Mining similar material and structure as the Oscar-winning “Traffic,” “Crisis” writer/director Nicholas Jarecki updates America’s drug story with mixed results.

This multi-threaded narrative gets a boost from an all-star cast led by Gary Oldman and Armie Hammer.

“Crisis” gives us three stories about the ever-growing opioid epidemic.

We meet scientist and college professor Dr. Brower (Gary Oldman), who is beholden to a pharmaceutical company for research funding. He has discovered that his benefactor’s latest “non-addictive” pain-killer is dangerous. This finding, naturally, puts him in a tough spot.

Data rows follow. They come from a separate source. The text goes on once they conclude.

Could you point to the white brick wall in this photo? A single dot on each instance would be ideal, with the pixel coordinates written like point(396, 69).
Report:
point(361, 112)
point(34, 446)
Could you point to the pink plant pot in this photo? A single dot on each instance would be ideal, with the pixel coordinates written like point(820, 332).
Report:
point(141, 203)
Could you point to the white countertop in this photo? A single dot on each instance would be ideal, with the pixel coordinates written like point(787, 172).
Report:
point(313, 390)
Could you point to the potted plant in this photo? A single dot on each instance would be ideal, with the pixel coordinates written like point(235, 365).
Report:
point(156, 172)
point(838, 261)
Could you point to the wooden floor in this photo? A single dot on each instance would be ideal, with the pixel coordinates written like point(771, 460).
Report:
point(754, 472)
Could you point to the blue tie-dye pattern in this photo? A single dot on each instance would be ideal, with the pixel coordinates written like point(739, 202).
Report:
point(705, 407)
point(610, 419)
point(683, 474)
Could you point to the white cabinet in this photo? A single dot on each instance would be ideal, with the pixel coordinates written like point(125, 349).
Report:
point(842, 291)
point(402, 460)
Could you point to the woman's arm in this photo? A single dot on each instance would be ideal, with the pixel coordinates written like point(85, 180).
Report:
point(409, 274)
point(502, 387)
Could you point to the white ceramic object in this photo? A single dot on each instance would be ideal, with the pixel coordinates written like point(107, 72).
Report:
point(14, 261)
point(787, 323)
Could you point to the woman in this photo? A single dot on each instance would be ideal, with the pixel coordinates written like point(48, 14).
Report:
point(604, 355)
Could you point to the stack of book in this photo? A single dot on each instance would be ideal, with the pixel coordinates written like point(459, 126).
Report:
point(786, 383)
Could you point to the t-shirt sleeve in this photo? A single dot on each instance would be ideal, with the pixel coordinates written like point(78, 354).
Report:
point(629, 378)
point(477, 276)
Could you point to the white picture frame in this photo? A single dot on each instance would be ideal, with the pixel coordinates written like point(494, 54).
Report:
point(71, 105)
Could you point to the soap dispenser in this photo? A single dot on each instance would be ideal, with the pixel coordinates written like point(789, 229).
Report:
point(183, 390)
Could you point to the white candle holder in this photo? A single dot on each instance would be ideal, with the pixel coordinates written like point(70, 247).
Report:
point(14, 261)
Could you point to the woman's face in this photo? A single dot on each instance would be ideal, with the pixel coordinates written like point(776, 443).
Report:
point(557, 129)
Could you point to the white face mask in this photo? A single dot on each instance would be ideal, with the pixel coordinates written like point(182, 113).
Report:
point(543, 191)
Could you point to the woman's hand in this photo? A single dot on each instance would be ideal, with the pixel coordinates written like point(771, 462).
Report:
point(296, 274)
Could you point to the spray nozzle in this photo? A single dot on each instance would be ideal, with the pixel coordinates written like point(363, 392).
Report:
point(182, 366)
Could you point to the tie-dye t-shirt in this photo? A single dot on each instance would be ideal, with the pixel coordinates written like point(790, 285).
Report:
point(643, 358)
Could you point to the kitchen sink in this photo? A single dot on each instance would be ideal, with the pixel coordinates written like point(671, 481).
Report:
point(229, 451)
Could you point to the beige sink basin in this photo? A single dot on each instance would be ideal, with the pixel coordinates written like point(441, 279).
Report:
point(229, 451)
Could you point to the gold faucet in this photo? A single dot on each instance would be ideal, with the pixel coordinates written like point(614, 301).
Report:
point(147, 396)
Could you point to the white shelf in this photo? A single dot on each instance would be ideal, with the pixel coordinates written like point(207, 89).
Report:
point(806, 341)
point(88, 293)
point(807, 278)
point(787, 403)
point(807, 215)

Meanwhile, on the U.S.-Canada border, a federal agent named Jake Kelly (Hammer) has infiltrated a Fentanyl smuggling operation. He hopes to take them all down by setting up a pill mill. But Jake has problems at home. His younger sister, Emmie (Lily-Rose Depp), is struggling with devastating addiction.

And a third thread concerns a mother named Claire (Evangeline Lilly), whose addiction issues linger while her son falls prey to a dangerous drug dealer. When her child dies from an overdose, and the authorities seem powerless, Claire decides to take the law into her own hands.

“Crisis” is an overwrought and angry movie. Hammer, for example, plays Jake almost entirely in one mode — yelling profanities and threatening everyone with macho bravado. Oldman is equally pained. Dr. Brower is trapped by the system, and his past indiscretions compromise him. And Lilly plays Claire in cries and shouts almost immediately, jumping from requests to demands whenever she doesn’t directly get what she wants.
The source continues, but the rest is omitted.